- Born: October 1964 (age 61) Nantong, Jiangsu
- Occupations: Associate professor and master instructor
- Employer(s): College of Mathematics and Computer Science, Nanjing Normal University

= Ge Jun =

Chinese mathematics professor (born 1964)

Ge Jun (葛军 (葛軍, Gě Jūn); born in October 1964 in Nantong, Jiangsu) is the associate professor and master instructor of College of Mathematics and Computer Science of Nanjing Normal University. Ge took part in the composing and designing process of the mathematics paper of the National College Entrance Examination for several times. The papers of the year 2003, 2010 and 2012 were regarded as "extremely difficult" by examinees. As a result, he is called "the Emperor of Mathematics" (数学帝) by netizens in China. Some media also use this nickname.

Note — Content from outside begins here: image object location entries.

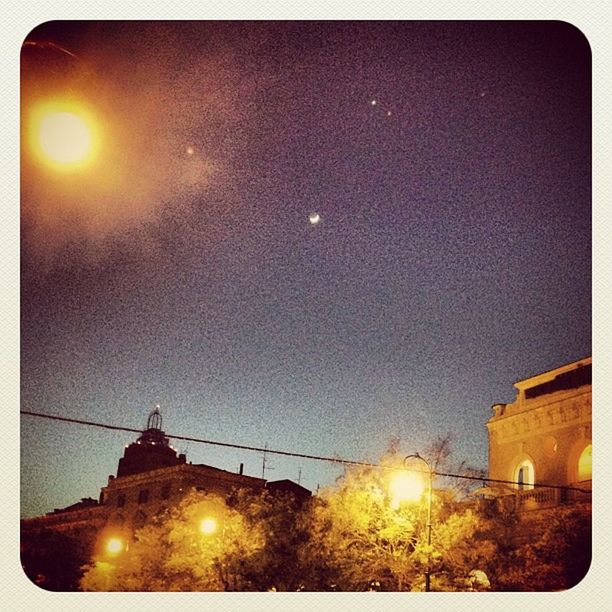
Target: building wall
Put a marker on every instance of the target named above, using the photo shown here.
(132, 500)
(548, 426)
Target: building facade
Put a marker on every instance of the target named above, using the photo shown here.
(541, 444)
(151, 479)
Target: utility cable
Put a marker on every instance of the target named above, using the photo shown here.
(291, 453)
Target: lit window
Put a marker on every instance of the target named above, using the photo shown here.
(585, 463)
(524, 475)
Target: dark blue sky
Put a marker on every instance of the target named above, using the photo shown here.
(453, 256)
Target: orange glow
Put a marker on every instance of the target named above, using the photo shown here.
(114, 546)
(585, 463)
(63, 135)
(208, 526)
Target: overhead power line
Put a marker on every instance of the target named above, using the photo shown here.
(265, 449)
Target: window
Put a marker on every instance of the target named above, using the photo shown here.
(524, 475)
(585, 464)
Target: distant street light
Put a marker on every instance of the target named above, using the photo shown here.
(114, 546)
(429, 496)
(208, 526)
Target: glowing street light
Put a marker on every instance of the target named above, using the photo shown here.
(429, 496)
(405, 486)
(114, 546)
(63, 134)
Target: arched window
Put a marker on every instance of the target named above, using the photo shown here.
(524, 475)
(585, 465)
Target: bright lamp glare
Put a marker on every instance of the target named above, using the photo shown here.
(208, 526)
(114, 546)
(64, 137)
(405, 486)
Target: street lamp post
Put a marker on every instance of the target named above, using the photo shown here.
(429, 497)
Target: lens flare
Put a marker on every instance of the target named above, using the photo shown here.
(63, 135)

==Composing of the mathematics papers==
The 2003 mathematics examination paper composed by Ge Jun averaged only 68 (out of 150). Some teachers, students and parents believed that the paper of 2010 was more difficult than that of 2003 but actually the average score was 83 (out of 160). In 2012, he joined the composing process of the mathematics paper following the new curriculum standard and the paper was once more considered difficult by examinees.

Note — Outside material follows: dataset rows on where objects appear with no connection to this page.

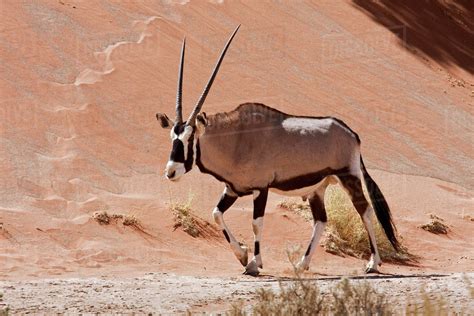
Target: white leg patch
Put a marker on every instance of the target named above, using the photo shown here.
(318, 229)
(257, 226)
(374, 261)
(239, 251)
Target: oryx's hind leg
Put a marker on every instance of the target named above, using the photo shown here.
(259, 203)
(353, 186)
(227, 199)
(316, 203)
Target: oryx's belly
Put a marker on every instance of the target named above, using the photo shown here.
(305, 191)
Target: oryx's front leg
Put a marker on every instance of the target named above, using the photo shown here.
(259, 203)
(318, 210)
(227, 199)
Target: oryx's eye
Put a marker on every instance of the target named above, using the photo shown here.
(177, 153)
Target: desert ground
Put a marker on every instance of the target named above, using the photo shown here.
(81, 81)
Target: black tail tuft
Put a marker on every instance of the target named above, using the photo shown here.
(381, 207)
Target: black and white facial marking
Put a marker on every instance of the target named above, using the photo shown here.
(182, 151)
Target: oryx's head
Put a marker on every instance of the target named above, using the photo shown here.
(184, 133)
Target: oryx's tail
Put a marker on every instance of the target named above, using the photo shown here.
(381, 207)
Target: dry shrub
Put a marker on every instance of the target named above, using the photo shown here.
(436, 225)
(104, 218)
(346, 234)
(184, 218)
(300, 208)
(4, 309)
(303, 297)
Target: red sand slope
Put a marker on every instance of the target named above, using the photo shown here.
(80, 84)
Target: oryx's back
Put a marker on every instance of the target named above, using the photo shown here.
(261, 146)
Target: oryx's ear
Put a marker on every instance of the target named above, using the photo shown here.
(201, 122)
(165, 122)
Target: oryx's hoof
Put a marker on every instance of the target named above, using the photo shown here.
(371, 270)
(251, 269)
(243, 256)
(302, 266)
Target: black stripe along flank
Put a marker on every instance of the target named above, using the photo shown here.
(257, 248)
(226, 235)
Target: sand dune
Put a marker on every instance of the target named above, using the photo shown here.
(80, 85)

Since 2011, whenever a difficult mathematics examination paper occurs in China, its composers will be human flesh searched by netizens. Ge was supposed to participate in the composing process of 2011 college entrance examination in Guangdong Province. The Guangdong Provincial Education Examination Authority denied the rumors later. According to the report of Modern Express, Ge Jun himself claimed that he did not participate in the work of Jiangsu or Guangdong.

Evaluations of the mathematics papers of college entrance examination composed by Ge Jun were mixed. For instance, experts believe that the paper was innovative, differentiated, and appropriate while many students and their parents were apparently dissatisfied because of the low marks examinees received. Professor Tu Rongbao (涂荣豹), an expert of the go-over group of mathematics entrance paper of Jiangsu believed the 2010 paper to have a wide coverage of knowledge, to meet the requirements of the exam instructions and to contain a lot of innovations.

==Academic areas==
Ge Jun mainly engaged in mathematics competitions, teaching theory of mathematics curriculum, network curriculum, school education and research. He has published more than 60 papers and edited more than 30 textbooks and works.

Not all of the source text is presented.